Bird and Invertebrate Ecology in Field Margins

Author Stoate, C.
Citation Stoate, C. (2019). Bird and Invertebrate Ecology in Field Margins. In: Dover, J.W. (ed.) The Ecology of Hedgerows and Field Margins: 250-262. Routledge, Abingdon.

Abstract

Field margins have been a prominent focus at the Allerton Project's research and demonstration farm in Leicestershire for more than 25 years. The project is managed by the Game & Wildlife Conservation Trust and carries out research into a wide range of agri-environmental issues, disseminating results to agricultural professionals, regulators, and policy makers through farm visits, training, and publications. The farm area is 333 hectares and reflects the undulating topography, clay soils, and mixed farming system of the wider landscape, with the pasture being let to a neighbouring sheep farmer. The arable land is managed by the Allerton Project's own farm staff, and the rotation is, broadly, wheat, rape, wheat, followed by beans or oats. Thirteen percent of the farm is pasture which is grazed by sheep.

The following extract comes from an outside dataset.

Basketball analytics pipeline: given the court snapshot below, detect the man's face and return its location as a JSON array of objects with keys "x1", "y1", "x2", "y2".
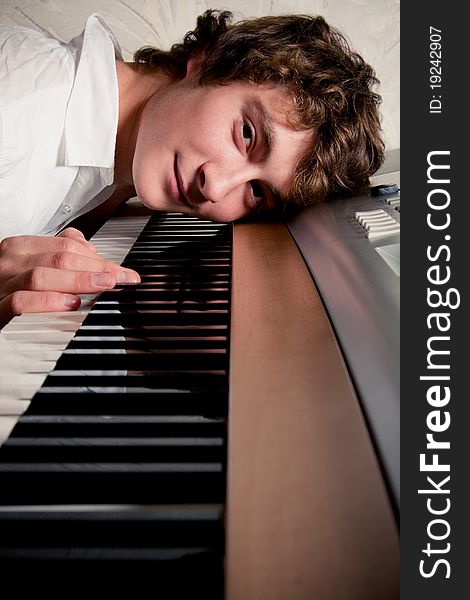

There is a small pheasant Phasianus colchicus shoot on the farm with associated management such as habitat creation and management and legal control of predators and provision of grain as food in winter in most years (Stoate et al. 2013).

As was typically the case across lowland Britain in the early 1990s, field boundaries were routinely sprayed either accidentally, as a result of spray drift into the hedge base from applications to the crop, or deliberately in order to control the weeds which established there as a result of destruction of the perennial herbaceous vegetation (Boatman et al. 1994) , Following a baseline year, the management of the farm changed to include the creation and management of hedges and associated herbaceous vegetation in field margins. In subsequent years, management of field margin habitats has been modified in the light of wildlife-oriented research findings. As a result, field margins at Loddington feature traditional hedges, primarily hawthorn Crataegus monogyna and blackthorn Prunus spinosa, perennial grass strips of various widths within agri-environment schemes and, in some cases, annual or biennial seed-bearing crops to provide winter food for birds. Approximately half of the field margins also contain ditches as all the arable fields and some pasture fields are under-drained.

In the early years of the project, research concentrated on field margins, in part because this involves least intrusion into the cropping system and yields are around 20% lower in the field headland than in the rest of the field (Wilcox et al. 2000). However, the focus is also on field margins because most farmland wildlife is associated with them rather than the crop. The emphasis, in terms of both research and management, has been on birds because of their cultural value to society, and on invertebrates that are either food for birds, pollinators, or predators of crop pests which therefore have the potential to benefit crop production.